I agree with your proposal, and make some of my own along your own lines. But I still think a Wealth Tax is a morally appropriate correction in our economy. .
But the growth in wealth far outstrips the increase in QE.
How are you going to identify the QE originated wealth?
I could not….
I absolutely agree with cutting the tax relief on pensions, but it seems misleading to call it a subsidy. Taking tax from someone, then immediately crediting it back to their pension doesn’t feel like a subsidy, it’s just not taking as much of their money. Similarly if we cut higher rate tax by a penny I don’t think that could reasonably be described as a subsidy, even though the net effect would be similar. If pension tax relief is a subsidy then I can now announce a plan to subsidise business by trillions of pounds, with step one being to collect slightly more trillions of pounds from said business!
The pension company gets the basic rate money. That, I can sure you, is a subsidy. So too is the refunded money on the higher rate contribution. What else is it?
Taking it to an extreme to make the point, if the government took 100% of your salary, then gave you X% back, I don’t believe you would think of that X as a subsidy. The same idea holds here, but with smaller percentages. Logically a salary sacrifice pension is the same ‘subsidy’, but with money the government didn’t ever take off you. Following that logic, all the money they could have collected from you (again, potentially 100% of what you earned) but didn’t would be a subsidy, which would render the term meaningless.
If you have to justify your claim with an absurd argument you’ve lost.
I suggest you give up now.
Of course the government’s actual payment into a pension fund is a subsidy and so is the higher rate relief.

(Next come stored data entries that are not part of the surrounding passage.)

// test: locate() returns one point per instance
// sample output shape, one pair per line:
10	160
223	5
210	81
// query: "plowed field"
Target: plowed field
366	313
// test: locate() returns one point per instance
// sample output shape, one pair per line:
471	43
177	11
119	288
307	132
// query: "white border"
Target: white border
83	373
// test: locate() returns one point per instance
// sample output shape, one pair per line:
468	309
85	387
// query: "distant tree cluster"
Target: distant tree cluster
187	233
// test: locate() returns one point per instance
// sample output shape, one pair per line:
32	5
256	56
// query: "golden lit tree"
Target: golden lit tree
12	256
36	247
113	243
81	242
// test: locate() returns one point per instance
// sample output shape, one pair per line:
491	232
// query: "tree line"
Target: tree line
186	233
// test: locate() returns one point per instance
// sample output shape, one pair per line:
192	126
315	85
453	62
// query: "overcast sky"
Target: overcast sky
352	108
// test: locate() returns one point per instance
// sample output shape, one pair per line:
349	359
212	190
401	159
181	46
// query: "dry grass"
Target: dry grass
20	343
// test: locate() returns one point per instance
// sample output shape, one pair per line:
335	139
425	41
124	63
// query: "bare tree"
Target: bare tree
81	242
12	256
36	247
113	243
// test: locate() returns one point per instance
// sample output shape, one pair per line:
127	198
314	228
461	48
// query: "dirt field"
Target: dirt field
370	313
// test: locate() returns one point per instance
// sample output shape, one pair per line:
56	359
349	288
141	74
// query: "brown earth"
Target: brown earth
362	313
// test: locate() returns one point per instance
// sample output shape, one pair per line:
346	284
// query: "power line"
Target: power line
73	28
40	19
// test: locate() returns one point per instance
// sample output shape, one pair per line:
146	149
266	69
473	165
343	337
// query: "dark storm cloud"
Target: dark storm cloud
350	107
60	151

Politely, stop claiming what is glaringly obviously untrue.
Abolish all tax and replace with Annual Ground Floor and Roof Rent , AGFRR; simple to collect and can’t be avoided.

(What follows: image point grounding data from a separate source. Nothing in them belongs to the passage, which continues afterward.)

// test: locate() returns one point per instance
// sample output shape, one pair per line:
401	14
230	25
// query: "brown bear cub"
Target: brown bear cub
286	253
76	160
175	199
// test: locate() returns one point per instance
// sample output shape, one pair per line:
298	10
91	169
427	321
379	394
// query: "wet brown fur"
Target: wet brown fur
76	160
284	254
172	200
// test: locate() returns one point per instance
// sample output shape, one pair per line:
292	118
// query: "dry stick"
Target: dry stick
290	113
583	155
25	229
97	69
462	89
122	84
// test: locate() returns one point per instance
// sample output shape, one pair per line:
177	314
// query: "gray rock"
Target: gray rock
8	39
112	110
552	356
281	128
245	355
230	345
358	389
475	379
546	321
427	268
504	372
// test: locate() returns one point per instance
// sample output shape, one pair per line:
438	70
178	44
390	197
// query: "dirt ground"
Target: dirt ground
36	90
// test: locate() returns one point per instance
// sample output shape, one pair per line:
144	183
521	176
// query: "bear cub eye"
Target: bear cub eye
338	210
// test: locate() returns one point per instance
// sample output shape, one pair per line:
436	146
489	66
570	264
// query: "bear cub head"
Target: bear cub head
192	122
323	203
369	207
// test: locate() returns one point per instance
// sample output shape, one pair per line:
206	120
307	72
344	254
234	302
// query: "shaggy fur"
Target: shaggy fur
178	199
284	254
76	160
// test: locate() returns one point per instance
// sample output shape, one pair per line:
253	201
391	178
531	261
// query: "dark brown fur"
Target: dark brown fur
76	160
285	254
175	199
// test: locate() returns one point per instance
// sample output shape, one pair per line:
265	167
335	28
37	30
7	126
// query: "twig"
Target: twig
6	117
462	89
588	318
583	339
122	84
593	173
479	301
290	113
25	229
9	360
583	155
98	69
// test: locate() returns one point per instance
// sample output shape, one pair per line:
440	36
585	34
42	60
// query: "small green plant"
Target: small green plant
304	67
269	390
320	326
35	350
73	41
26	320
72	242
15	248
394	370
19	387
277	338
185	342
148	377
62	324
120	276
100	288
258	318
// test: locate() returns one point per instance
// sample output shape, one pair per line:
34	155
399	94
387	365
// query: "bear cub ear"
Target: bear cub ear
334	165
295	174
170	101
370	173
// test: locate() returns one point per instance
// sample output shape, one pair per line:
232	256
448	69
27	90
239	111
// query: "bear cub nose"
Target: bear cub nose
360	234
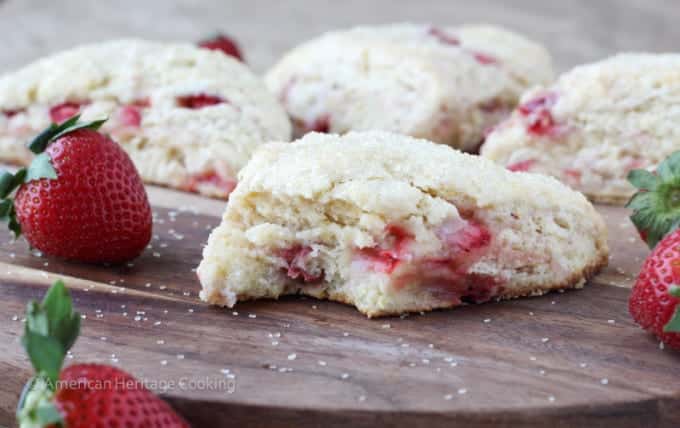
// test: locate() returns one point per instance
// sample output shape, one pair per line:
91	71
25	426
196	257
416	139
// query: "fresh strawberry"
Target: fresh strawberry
82	395
224	44
80	199
655	300
198	101
656	205
538	114
64	111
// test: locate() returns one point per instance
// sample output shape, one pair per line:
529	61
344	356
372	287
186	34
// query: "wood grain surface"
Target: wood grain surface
572	359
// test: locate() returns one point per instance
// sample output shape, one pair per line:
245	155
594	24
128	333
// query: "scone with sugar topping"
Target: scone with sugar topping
188	117
595	124
447	85
392	224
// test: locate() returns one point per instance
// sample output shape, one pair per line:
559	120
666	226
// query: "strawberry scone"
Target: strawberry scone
595	124
393	224
188	117
447	85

It’s charged per square metre according to established land types so no valuations necessary.
It raises far more public funds than existing taxes as it includes all land and property and forces both public and private sector owners to steward their property to meet the cost.
Dilapidated and vacant sites will quickly become a thing of the past
Politely, this is utterly absurd.
It takes no consideration of capacity to pay.
It is not progressive.
And to assume valuation is simple is just wrong.
This is not a solution to any problem.
I work in I.T. for a living and when any department says ‘we are going to implement something new’, I shudder. Often all that is needed is a fix to something that is unstable or has become unstable over a period of time.
What is usually behind this need for change is someone’s ego. They need to be seen to be doing something radical, to show that the past holders of the leadership position were incompetent.
I suspect that part what this wealth tax is about is pandering to someone’s ego, so they can show they’re doing something.
Your suggestion, Richard, is far more sensible and easier to achieve, but would not stoke someone’s ego or allow them to showboat and blame the past.